For me, climbing became my new hobby once I was well enough to continue sport. I quit the sports I had done prior to and during my eating disorder, as I found they brought back unpleasant memories and I could no longer enjoy them. Instead, I started horse riding and climbing, both of which I love. I now climb about three times a week, and compete at university competitions. The best bit about it, for me, is that it feels like a puzzle and not like a competition in my mind. I do not obsess over numbers or targets; I simply enjoy the process of climbing, of spending time with my friends in the club, and being adventurous.  

While finding a hobby, especially with a sport, make sure it isn't triggering the obsessive ED part of your brain. For instance, although I am in a good place in my recovery, I still have not gone back to running. This is because I used to obsess over it a lot, and I've learnt that maybe running isn't the best activity for me. And that's okay. Quitting a hobby because it was a driving force in your ED is not 'giving up'; it is putting your health and happiness first, even if it's tough. 

Another positive thing to take from recovering from an eating disorder is the skills you picked up along the way. I had a job interview a couple of months ago now, and in it my mental health came up.

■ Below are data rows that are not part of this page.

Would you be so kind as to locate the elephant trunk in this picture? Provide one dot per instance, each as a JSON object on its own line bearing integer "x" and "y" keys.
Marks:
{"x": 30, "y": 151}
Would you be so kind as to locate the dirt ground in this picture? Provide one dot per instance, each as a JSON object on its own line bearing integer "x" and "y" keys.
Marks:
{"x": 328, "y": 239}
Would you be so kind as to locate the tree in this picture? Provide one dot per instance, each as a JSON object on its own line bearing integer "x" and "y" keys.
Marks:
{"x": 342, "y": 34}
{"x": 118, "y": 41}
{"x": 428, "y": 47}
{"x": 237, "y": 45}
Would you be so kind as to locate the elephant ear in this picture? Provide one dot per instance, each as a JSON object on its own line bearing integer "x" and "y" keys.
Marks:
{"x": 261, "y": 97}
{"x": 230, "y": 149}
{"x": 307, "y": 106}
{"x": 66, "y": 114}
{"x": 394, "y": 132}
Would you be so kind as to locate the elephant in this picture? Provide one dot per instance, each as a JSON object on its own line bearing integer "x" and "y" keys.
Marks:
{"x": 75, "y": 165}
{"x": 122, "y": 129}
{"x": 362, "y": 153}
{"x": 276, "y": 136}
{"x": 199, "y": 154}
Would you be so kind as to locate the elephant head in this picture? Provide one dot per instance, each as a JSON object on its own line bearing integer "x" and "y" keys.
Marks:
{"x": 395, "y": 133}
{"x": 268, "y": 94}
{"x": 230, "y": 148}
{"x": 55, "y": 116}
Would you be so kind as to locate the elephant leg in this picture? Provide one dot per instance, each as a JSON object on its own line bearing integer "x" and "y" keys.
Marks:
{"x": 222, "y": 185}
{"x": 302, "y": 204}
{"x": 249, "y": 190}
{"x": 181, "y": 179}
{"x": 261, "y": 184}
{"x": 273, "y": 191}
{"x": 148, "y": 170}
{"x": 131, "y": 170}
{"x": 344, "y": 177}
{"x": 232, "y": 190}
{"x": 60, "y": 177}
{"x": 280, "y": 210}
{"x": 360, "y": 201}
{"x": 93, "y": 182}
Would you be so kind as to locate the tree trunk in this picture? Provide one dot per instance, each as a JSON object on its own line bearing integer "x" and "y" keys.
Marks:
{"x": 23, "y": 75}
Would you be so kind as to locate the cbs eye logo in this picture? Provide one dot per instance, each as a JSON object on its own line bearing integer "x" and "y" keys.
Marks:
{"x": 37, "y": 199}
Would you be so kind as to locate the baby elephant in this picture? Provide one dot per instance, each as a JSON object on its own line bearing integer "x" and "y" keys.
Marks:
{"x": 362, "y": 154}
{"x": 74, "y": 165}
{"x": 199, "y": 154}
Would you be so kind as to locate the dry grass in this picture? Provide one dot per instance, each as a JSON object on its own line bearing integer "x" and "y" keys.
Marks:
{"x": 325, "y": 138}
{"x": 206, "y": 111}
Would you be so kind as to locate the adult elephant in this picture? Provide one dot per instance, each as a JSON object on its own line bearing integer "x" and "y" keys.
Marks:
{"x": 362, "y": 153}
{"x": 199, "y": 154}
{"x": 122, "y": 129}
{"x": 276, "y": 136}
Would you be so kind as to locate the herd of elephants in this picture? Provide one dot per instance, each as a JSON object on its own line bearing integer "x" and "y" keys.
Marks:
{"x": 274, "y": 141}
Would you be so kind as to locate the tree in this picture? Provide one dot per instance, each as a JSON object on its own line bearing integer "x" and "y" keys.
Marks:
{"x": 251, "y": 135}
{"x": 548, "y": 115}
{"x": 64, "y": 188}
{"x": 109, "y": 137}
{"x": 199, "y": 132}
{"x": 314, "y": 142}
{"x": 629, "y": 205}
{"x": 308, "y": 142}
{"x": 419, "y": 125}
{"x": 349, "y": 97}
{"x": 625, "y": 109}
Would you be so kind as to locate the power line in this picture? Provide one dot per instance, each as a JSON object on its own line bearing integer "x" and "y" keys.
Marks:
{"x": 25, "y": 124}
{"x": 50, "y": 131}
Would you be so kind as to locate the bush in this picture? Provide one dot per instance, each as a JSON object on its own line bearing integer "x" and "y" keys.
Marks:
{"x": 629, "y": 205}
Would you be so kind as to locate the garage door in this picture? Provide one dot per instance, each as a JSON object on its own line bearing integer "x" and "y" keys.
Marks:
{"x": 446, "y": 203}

And although I was nervous, I was fully honest with them about it and about where I was at in my recovery now. I didn’t see this as a problem or reason for me to not perform at the job, which I told them. I explained how it had taught me more about myself, alongside coping strategies and resilience for when I was stressed or under pressure. I made the decision, there and then, that if they were not understanding, then I did not want to work for them anyway and therefore there was no risk in talking about it. And it definitely paid off! They told me they were impressed with my strength, and later told me I had got the job, even though there were other applicants, who perhaps hadn't had these struggles.

So, what does all this mean? It's quite simple; recovering from an eating disorder (or any mental health issue) is nothing to be ashamed of, and there is no reason you shouldn't talk about it. In order to learn to accept yourself, you need to accept your experiences and treat them all as positive learning curves, even if the experience was less than pleasant. If you accept yourself and experiences as part as who you are, others will accept that too. And if they don't? They aren't worth your time! There are plenty of wonderful, understanding people out there. But there are also plenty of people who simply do not understand. They mostly do not intend to be unsympathetic, but just don't have the knowledge, so don't feel afraid to explain to someone more about it if they do not understand. It's likely they will thank you for it, and become a more tolerant person because of it.

That's it for this post – I hope it was helpful, and remember that whatever you're going through, you can and will get through it. It is tough, but the most worth-it thing in the world. Your past should never be a reason for you not to achieve what you want at the present.